Dammit, thought Miles, I only said that back then because I was in love with Baz Jesek's wife and didn't want to say so—better to never say so— 

"—it really does distract from duty. I watched you, walking toward us across the shuttleport, and for a couple of minutes, critical minutes, security was the last thing on my mind."

"What was the first thing on your mind?" Miles asked hopefully, before his better sense could stop him. Wake up man; you could fumble your whole future in the next thirty seconds. 

Her smile was rather pained. "I was wondering what you'd done with that stupid cat blanket, actually," she said lightly.

"I left it at the embassy. I was going to bring it," and what wouldn't he give to whip it out now, and invite her to sit with him on the edge of his bed? "but I had some other things on my mind. I haven't told you yet about the latest wrinkle in our tangled finances. I suspect—" dammit, business again, intruding into this personal moment, this would-be personal moment. "I'll tell you about that later. Right now I want to talk about us. I have to talk about us."

She moved back from him slightly; Miles amended his words hastily, "and about duty." She stopped retreating. His right hand touched her uniform collar, turned it over, slid over the smooth cool surface of her rank insignia. Nervous as lint-picking. He drew his hand back, clenched it over his breast to control it.

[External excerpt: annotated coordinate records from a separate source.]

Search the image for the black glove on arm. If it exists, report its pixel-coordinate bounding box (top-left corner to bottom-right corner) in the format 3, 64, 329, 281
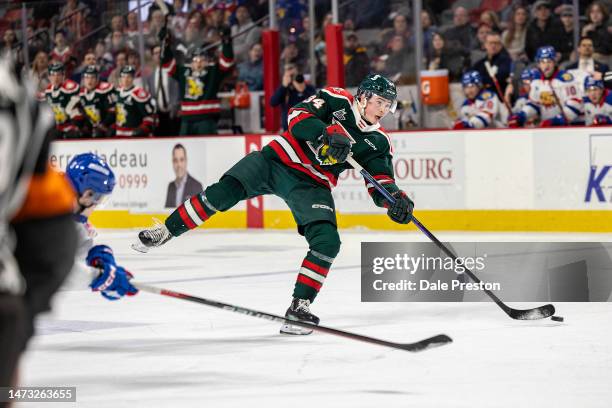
323, 125, 351, 163
387, 190, 414, 224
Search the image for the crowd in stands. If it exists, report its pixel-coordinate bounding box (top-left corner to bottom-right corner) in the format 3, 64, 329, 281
0, 0, 612, 131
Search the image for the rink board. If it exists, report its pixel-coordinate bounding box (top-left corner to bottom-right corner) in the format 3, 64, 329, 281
51, 128, 612, 232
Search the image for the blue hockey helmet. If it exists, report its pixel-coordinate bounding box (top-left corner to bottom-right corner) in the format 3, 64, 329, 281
66, 153, 115, 203
521, 68, 540, 81
461, 71, 482, 88
584, 76, 605, 91
535, 45, 557, 62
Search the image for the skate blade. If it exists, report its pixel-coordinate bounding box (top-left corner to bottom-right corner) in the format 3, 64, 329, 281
280, 324, 312, 336
131, 241, 151, 254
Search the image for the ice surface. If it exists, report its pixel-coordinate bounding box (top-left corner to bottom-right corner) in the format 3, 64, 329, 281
18, 230, 612, 408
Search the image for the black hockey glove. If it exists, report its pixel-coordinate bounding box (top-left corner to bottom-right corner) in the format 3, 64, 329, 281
387, 190, 414, 224
323, 125, 351, 163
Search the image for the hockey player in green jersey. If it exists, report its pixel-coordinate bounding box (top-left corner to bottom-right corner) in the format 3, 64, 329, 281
133, 75, 414, 334
114, 65, 157, 136
160, 27, 234, 135
79, 65, 115, 137
44, 62, 83, 138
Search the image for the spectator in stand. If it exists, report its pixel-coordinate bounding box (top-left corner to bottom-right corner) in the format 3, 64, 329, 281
444, 7, 475, 54
177, 11, 204, 59
58, 0, 90, 41
474, 32, 512, 93
479, 10, 502, 33
525, 0, 562, 61
502, 5, 529, 61
30, 51, 49, 93
145, 8, 164, 48
372, 54, 389, 75
238, 43, 263, 91
109, 31, 133, 53
421, 10, 438, 55
344, 33, 370, 86
582, 1, 612, 56
232, 6, 261, 63
385, 35, 415, 84
427, 33, 469, 81
281, 41, 305, 66
0, 28, 17, 59
270, 64, 316, 131
378, 14, 411, 54
122, 11, 138, 40
276, 0, 308, 32
108, 51, 127, 88
127, 50, 144, 88
565, 37, 610, 83
104, 16, 125, 48
557, 4, 575, 62
470, 23, 493, 63
168, 0, 187, 38
204, 3, 226, 43
50, 30, 72, 64
147, 45, 181, 136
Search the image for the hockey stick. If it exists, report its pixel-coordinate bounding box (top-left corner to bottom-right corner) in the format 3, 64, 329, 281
346, 156, 555, 320
154, 0, 170, 108
131, 282, 453, 352
485, 61, 512, 115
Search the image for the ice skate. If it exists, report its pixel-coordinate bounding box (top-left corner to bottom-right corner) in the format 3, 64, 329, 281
280, 298, 319, 335
132, 218, 172, 253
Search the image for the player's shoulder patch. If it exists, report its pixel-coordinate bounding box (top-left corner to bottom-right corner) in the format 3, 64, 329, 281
62, 79, 79, 93
557, 71, 574, 82
132, 87, 149, 102
322, 86, 353, 103
97, 82, 113, 93
375, 126, 393, 154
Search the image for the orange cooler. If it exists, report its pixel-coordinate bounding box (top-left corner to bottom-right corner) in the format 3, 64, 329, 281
421, 69, 448, 105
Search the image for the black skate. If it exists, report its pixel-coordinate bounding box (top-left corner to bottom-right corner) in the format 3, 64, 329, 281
132, 219, 172, 253
280, 298, 319, 335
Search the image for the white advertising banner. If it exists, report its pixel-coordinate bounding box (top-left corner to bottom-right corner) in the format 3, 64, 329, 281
51, 128, 612, 220
50, 136, 245, 213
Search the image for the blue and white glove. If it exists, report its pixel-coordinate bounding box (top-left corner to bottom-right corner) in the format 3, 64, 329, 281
87, 245, 138, 300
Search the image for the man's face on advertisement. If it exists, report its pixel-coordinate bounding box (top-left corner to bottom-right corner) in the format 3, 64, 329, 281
172, 147, 187, 179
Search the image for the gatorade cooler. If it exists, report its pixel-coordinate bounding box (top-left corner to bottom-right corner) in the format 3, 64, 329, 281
421, 69, 448, 105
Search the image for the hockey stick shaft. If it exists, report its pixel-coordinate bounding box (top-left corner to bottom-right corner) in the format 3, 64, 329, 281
485, 61, 512, 115
132, 282, 452, 351
347, 156, 554, 319
550, 85, 569, 125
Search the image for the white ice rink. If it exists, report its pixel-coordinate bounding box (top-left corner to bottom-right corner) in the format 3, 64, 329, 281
18, 230, 612, 408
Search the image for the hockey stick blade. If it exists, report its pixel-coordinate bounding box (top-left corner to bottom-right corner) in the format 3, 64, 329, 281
131, 281, 452, 352
506, 304, 555, 320
398, 334, 453, 353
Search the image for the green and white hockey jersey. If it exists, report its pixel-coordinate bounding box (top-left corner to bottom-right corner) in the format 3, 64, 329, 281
162, 42, 234, 121
264, 87, 399, 207
43, 79, 83, 132
114, 86, 157, 136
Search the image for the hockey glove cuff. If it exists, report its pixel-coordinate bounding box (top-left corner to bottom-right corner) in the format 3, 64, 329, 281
387, 190, 414, 224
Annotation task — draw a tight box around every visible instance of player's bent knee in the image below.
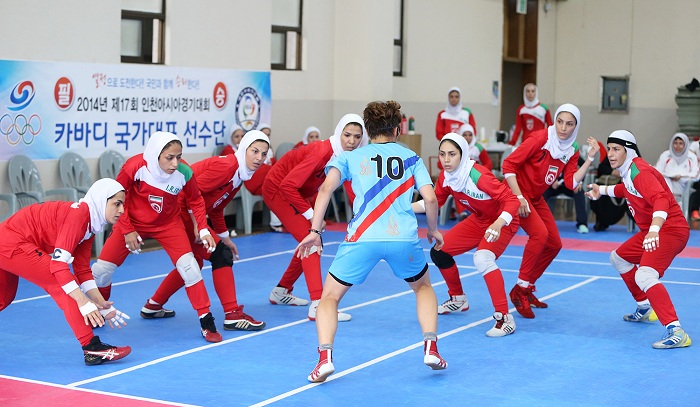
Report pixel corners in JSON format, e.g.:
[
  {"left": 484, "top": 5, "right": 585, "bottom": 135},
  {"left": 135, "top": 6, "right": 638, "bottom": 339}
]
[
  {"left": 175, "top": 252, "right": 202, "bottom": 287},
  {"left": 403, "top": 263, "right": 428, "bottom": 283},
  {"left": 474, "top": 250, "right": 498, "bottom": 275},
  {"left": 430, "top": 248, "right": 455, "bottom": 269},
  {"left": 209, "top": 241, "right": 233, "bottom": 270},
  {"left": 634, "top": 266, "right": 660, "bottom": 292},
  {"left": 610, "top": 250, "right": 634, "bottom": 274},
  {"left": 92, "top": 260, "right": 117, "bottom": 287}
]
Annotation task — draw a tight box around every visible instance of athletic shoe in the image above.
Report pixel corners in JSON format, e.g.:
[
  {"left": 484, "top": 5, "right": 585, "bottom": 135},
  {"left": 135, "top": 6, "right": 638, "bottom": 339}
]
[
  {"left": 309, "top": 300, "right": 352, "bottom": 322},
  {"left": 486, "top": 312, "right": 515, "bottom": 338},
  {"left": 307, "top": 349, "right": 335, "bottom": 383},
  {"left": 527, "top": 285, "right": 549, "bottom": 308},
  {"left": 509, "top": 284, "right": 535, "bottom": 318},
  {"left": 83, "top": 336, "right": 131, "bottom": 366},
  {"left": 651, "top": 325, "right": 693, "bottom": 349},
  {"left": 199, "top": 312, "right": 224, "bottom": 342},
  {"left": 622, "top": 306, "right": 659, "bottom": 322},
  {"left": 270, "top": 287, "right": 309, "bottom": 305},
  {"left": 141, "top": 301, "right": 175, "bottom": 319},
  {"left": 224, "top": 305, "right": 265, "bottom": 331},
  {"left": 423, "top": 341, "right": 447, "bottom": 370},
  {"left": 438, "top": 294, "right": 469, "bottom": 315}
]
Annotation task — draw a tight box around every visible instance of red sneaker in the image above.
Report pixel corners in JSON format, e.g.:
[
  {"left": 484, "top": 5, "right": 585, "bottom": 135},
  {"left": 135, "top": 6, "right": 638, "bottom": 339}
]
[
  {"left": 83, "top": 336, "right": 131, "bottom": 366},
  {"left": 527, "top": 285, "right": 549, "bottom": 308},
  {"left": 199, "top": 312, "right": 224, "bottom": 343},
  {"left": 423, "top": 341, "right": 447, "bottom": 370},
  {"left": 509, "top": 284, "right": 535, "bottom": 318},
  {"left": 224, "top": 305, "right": 265, "bottom": 331},
  {"left": 307, "top": 349, "right": 335, "bottom": 383}
]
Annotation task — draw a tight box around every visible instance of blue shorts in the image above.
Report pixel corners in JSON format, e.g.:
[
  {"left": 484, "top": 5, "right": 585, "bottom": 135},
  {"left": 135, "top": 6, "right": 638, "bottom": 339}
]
[{"left": 328, "top": 240, "right": 428, "bottom": 284}]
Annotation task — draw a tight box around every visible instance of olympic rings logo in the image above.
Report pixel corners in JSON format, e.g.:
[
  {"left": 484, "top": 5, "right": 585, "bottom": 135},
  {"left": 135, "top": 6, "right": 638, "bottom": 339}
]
[{"left": 0, "top": 113, "right": 41, "bottom": 146}]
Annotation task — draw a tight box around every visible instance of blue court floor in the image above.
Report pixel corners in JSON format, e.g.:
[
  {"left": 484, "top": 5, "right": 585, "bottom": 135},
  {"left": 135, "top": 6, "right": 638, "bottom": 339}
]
[{"left": 0, "top": 222, "right": 700, "bottom": 407}]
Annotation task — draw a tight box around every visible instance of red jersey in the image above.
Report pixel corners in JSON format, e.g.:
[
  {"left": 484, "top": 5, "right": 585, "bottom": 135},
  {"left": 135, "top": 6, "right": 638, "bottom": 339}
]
[
  {"left": 508, "top": 103, "right": 553, "bottom": 146},
  {"left": 435, "top": 164, "right": 520, "bottom": 223},
  {"left": 0, "top": 201, "right": 94, "bottom": 286},
  {"left": 263, "top": 139, "right": 333, "bottom": 213},
  {"left": 502, "top": 129, "right": 579, "bottom": 199},
  {"left": 179, "top": 154, "right": 243, "bottom": 239},
  {"left": 614, "top": 157, "right": 690, "bottom": 231},
  {"left": 117, "top": 154, "right": 207, "bottom": 236},
  {"left": 435, "top": 107, "right": 476, "bottom": 141},
  {"left": 219, "top": 144, "right": 235, "bottom": 155}
]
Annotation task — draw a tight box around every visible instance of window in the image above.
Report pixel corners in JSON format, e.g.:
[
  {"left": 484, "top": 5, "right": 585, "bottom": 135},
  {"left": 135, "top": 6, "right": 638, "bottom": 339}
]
[
  {"left": 121, "top": 0, "right": 165, "bottom": 64},
  {"left": 394, "top": 0, "right": 403, "bottom": 76},
  {"left": 600, "top": 76, "right": 629, "bottom": 113},
  {"left": 270, "top": 0, "right": 303, "bottom": 71}
]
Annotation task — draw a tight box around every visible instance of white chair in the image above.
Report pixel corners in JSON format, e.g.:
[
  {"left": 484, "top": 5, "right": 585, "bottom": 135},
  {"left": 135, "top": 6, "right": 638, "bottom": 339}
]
[
  {"left": 7, "top": 155, "right": 78, "bottom": 208},
  {"left": 0, "top": 194, "right": 19, "bottom": 222},
  {"left": 237, "top": 184, "right": 269, "bottom": 235}
]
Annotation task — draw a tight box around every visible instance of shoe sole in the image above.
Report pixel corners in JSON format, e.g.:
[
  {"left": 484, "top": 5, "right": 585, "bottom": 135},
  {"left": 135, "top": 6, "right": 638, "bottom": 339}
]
[
  {"left": 140, "top": 311, "right": 175, "bottom": 319},
  {"left": 224, "top": 321, "right": 265, "bottom": 331}
]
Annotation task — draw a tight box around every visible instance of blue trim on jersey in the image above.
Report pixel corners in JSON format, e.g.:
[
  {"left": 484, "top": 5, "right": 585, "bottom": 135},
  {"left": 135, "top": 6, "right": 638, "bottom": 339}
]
[{"left": 348, "top": 155, "right": 420, "bottom": 227}]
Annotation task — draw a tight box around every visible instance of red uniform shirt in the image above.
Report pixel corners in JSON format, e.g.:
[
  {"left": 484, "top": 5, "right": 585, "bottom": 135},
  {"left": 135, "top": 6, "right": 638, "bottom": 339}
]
[
  {"left": 614, "top": 157, "right": 690, "bottom": 230},
  {"left": 179, "top": 154, "right": 243, "bottom": 235},
  {"left": 0, "top": 201, "right": 94, "bottom": 286},
  {"left": 117, "top": 154, "right": 207, "bottom": 236},
  {"left": 263, "top": 140, "right": 333, "bottom": 213},
  {"left": 435, "top": 164, "right": 520, "bottom": 223},
  {"left": 502, "top": 129, "right": 579, "bottom": 199}
]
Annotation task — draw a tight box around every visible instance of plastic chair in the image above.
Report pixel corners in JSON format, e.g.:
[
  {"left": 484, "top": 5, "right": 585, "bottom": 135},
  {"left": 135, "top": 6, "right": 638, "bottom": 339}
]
[
  {"left": 233, "top": 184, "right": 269, "bottom": 235},
  {"left": 7, "top": 155, "right": 78, "bottom": 209},
  {"left": 97, "top": 150, "right": 126, "bottom": 179},
  {"left": 0, "top": 194, "right": 19, "bottom": 222},
  {"left": 275, "top": 141, "right": 294, "bottom": 160},
  {"left": 58, "top": 153, "right": 92, "bottom": 198}
]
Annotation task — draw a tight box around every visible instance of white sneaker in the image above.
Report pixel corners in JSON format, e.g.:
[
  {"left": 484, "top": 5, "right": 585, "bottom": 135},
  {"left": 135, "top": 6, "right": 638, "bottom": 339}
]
[
  {"left": 438, "top": 294, "right": 469, "bottom": 314},
  {"left": 486, "top": 312, "right": 515, "bottom": 338},
  {"left": 309, "top": 300, "right": 352, "bottom": 322},
  {"left": 270, "top": 287, "right": 309, "bottom": 305}
]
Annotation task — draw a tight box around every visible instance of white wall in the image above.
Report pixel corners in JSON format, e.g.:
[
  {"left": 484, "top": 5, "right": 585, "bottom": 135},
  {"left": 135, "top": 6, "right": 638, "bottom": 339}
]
[{"left": 0, "top": 0, "right": 700, "bottom": 193}]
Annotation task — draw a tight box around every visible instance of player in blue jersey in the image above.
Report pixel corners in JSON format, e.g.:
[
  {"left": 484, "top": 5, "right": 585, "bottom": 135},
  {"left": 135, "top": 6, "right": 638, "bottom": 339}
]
[{"left": 296, "top": 101, "right": 447, "bottom": 382}]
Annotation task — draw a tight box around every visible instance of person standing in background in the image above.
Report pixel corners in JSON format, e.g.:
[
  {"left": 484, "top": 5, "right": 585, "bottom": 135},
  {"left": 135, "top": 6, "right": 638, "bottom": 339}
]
[
  {"left": 435, "top": 87, "right": 476, "bottom": 141},
  {"left": 508, "top": 83, "right": 553, "bottom": 146}
]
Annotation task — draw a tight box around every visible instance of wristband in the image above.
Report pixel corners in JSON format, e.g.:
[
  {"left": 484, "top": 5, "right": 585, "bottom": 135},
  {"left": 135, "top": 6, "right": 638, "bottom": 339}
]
[{"left": 79, "top": 302, "right": 97, "bottom": 316}]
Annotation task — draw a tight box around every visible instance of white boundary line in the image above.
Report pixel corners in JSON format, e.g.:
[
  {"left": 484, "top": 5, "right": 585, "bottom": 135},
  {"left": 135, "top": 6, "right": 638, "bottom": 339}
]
[
  {"left": 251, "top": 277, "right": 598, "bottom": 407},
  {"left": 0, "top": 375, "right": 196, "bottom": 407}
]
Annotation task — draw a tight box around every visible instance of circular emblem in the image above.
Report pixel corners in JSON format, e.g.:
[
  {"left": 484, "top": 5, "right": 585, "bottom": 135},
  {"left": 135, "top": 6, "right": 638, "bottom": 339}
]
[{"left": 236, "top": 87, "right": 260, "bottom": 131}]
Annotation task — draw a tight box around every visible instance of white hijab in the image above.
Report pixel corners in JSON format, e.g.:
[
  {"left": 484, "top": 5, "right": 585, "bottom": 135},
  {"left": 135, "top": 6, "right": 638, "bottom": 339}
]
[
  {"left": 231, "top": 130, "right": 270, "bottom": 188},
  {"left": 440, "top": 133, "right": 475, "bottom": 192},
  {"left": 445, "top": 86, "right": 462, "bottom": 117},
  {"left": 301, "top": 126, "right": 321, "bottom": 145},
  {"left": 78, "top": 178, "right": 124, "bottom": 234},
  {"left": 143, "top": 131, "right": 180, "bottom": 182},
  {"left": 458, "top": 123, "right": 481, "bottom": 159},
  {"left": 668, "top": 133, "right": 689, "bottom": 165},
  {"left": 523, "top": 83, "right": 540, "bottom": 107},
  {"left": 542, "top": 103, "right": 581, "bottom": 160},
  {"left": 329, "top": 113, "right": 369, "bottom": 162},
  {"left": 226, "top": 124, "right": 245, "bottom": 151},
  {"left": 606, "top": 130, "right": 639, "bottom": 178}
]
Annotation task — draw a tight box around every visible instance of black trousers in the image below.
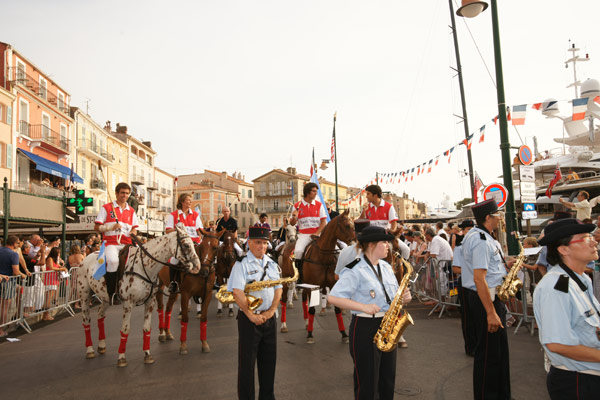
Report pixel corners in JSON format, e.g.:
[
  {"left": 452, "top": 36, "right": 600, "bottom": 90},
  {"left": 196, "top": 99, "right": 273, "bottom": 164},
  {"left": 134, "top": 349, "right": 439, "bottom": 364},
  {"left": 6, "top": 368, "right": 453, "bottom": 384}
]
[
  {"left": 465, "top": 289, "right": 511, "bottom": 400},
  {"left": 350, "top": 315, "right": 397, "bottom": 400},
  {"left": 546, "top": 367, "right": 600, "bottom": 400},
  {"left": 237, "top": 312, "right": 277, "bottom": 400},
  {"left": 457, "top": 278, "right": 477, "bottom": 356}
]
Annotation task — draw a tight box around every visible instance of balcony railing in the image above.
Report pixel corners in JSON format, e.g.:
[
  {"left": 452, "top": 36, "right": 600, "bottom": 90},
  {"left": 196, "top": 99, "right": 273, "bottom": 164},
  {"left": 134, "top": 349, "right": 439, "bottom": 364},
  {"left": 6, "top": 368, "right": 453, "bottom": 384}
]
[
  {"left": 8, "top": 67, "right": 69, "bottom": 114},
  {"left": 90, "top": 179, "right": 106, "bottom": 190},
  {"left": 19, "top": 121, "right": 71, "bottom": 154},
  {"left": 77, "top": 139, "right": 115, "bottom": 161}
]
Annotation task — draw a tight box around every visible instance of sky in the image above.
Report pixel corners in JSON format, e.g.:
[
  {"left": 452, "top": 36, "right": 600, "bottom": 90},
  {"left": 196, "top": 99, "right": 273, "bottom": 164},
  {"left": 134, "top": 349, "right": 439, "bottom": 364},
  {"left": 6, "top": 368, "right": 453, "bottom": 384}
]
[{"left": 0, "top": 0, "right": 600, "bottom": 207}]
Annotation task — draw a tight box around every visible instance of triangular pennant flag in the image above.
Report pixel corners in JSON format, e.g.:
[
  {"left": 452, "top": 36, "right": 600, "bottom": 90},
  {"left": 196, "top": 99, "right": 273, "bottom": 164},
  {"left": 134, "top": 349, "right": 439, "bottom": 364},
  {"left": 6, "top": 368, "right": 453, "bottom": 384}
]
[{"left": 513, "top": 104, "right": 527, "bottom": 125}]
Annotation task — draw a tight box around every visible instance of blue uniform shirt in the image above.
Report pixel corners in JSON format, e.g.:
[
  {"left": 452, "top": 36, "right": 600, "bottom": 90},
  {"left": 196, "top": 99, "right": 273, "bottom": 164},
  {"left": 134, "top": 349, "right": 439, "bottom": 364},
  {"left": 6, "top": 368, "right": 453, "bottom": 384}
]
[
  {"left": 461, "top": 227, "right": 506, "bottom": 290},
  {"left": 227, "top": 251, "right": 282, "bottom": 311},
  {"left": 330, "top": 254, "right": 398, "bottom": 314},
  {"left": 533, "top": 265, "right": 600, "bottom": 371}
]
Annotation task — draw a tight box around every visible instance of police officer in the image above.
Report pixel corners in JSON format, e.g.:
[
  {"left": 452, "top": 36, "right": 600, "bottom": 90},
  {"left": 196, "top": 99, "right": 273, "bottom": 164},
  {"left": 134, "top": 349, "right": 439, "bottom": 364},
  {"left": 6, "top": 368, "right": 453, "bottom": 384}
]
[
  {"left": 461, "top": 199, "right": 511, "bottom": 400},
  {"left": 329, "top": 226, "right": 410, "bottom": 400},
  {"left": 533, "top": 218, "right": 600, "bottom": 400},
  {"left": 227, "top": 227, "right": 282, "bottom": 399},
  {"left": 452, "top": 219, "right": 477, "bottom": 357}
]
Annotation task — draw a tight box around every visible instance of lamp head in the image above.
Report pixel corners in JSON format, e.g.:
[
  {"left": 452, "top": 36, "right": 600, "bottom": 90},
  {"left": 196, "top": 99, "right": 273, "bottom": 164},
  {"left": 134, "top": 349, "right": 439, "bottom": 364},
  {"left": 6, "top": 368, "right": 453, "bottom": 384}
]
[{"left": 456, "top": 0, "right": 488, "bottom": 18}]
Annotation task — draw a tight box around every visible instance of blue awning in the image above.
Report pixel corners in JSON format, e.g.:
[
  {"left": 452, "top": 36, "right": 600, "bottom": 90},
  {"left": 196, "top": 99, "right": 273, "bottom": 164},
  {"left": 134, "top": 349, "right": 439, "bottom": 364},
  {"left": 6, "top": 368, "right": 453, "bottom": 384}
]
[{"left": 19, "top": 149, "right": 83, "bottom": 183}]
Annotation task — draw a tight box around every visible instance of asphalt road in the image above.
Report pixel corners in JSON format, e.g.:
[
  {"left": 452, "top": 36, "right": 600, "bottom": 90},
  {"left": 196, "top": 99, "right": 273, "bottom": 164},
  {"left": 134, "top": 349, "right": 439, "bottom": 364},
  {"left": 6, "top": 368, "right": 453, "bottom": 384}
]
[{"left": 0, "top": 299, "right": 548, "bottom": 400}]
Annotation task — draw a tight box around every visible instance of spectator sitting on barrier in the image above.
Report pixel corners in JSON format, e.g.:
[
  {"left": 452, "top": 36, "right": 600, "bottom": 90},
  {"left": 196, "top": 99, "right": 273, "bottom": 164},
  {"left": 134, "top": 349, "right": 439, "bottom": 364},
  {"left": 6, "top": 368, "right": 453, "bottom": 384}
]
[
  {"left": 42, "top": 247, "right": 67, "bottom": 321},
  {"left": 0, "top": 235, "right": 26, "bottom": 337}
]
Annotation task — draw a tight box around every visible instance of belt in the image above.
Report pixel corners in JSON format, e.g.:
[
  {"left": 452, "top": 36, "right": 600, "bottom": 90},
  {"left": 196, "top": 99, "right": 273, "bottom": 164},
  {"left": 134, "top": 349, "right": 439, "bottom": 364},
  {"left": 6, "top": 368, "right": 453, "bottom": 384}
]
[
  {"left": 355, "top": 311, "right": 385, "bottom": 318},
  {"left": 552, "top": 365, "right": 600, "bottom": 376}
]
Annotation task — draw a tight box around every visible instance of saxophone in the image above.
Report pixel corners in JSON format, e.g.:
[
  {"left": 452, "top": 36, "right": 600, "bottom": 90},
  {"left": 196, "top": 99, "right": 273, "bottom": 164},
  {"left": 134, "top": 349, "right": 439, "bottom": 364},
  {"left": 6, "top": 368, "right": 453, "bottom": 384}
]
[
  {"left": 496, "top": 242, "right": 527, "bottom": 302},
  {"left": 373, "top": 259, "right": 415, "bottom": 352},
  {"left": 215, "top": 267, "right": 298, "bottom": 311}
]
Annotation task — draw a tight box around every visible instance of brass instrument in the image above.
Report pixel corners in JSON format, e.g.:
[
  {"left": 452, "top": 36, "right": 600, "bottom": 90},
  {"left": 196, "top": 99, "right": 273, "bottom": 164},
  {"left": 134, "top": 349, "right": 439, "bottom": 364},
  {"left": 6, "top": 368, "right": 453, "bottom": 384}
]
[
  {"left": 496, "top": 242, "right": 527, "bottom": 302},
  {"left": 215, "top": 267, "right": 298, "bottom": 311},
  {"left": 373, "top": 258, "right": 415, "bottom": 352}
]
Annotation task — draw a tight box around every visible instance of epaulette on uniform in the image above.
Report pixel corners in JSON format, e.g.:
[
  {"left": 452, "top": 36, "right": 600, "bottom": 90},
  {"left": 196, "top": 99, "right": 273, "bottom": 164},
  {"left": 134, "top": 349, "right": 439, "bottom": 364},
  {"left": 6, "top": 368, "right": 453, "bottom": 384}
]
[
  {"left": 554, "top": 275, "right": 569, "bottom": 293},
  {"left": 345, "top": 258, "right": 360, "bottom": 269}
]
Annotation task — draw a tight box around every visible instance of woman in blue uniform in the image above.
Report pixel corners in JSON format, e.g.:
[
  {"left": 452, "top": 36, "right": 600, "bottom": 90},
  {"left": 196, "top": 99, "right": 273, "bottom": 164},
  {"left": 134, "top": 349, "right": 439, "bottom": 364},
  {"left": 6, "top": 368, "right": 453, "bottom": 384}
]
[
  {"left": 533, "top": 218, "right": 600, "bottom": 400},
  {"left": 329, "top": 226, "right": 411, "bottom": 400}
]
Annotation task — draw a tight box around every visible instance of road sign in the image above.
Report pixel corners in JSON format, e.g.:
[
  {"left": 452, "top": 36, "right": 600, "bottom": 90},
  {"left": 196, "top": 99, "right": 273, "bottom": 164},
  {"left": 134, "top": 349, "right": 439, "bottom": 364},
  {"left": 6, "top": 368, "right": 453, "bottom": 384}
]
[
  {"left": 67, "top": 190, "right": 94, "bottom": 215},
  {"left": 519, "top": 165, "right": 535, "bottom": 182},
  {"left": 483, "top": 183, "right": 508, "bottom": 208},
  {"left": 519, "top": 145, "right": 533, "bottom": 165}
]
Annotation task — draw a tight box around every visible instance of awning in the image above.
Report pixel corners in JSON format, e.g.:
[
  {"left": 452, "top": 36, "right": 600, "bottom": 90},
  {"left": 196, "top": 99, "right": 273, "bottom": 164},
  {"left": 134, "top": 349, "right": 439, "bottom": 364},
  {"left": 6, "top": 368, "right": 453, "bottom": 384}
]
[{"left": 18, "top": 149, "right": 83, "bottom": 183}]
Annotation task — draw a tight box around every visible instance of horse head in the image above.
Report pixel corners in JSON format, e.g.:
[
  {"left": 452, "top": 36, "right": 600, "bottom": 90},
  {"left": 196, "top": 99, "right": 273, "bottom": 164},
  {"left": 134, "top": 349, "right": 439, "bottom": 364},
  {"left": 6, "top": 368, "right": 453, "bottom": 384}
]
[
  {"left": 198, "top": 229, "right": 225, "bottom": 278},
  {"left": 168, "top": 222, "right": 201, "bottom": 274}
]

"I . . . have a lot of duties, you see. Sort of a double dose. There's Admiral Naismith's duties, and there's Lieutenant Vorkosigan's duties. And then there's Lord Vorkosigan's duties. A triple dose."

Her eyebrows were arched, her lips pursed, her eyes blandly inquiring; supernal patience, yes, she'd wait for him to make an ass of himself at his own pace. His pace was becoming headlong.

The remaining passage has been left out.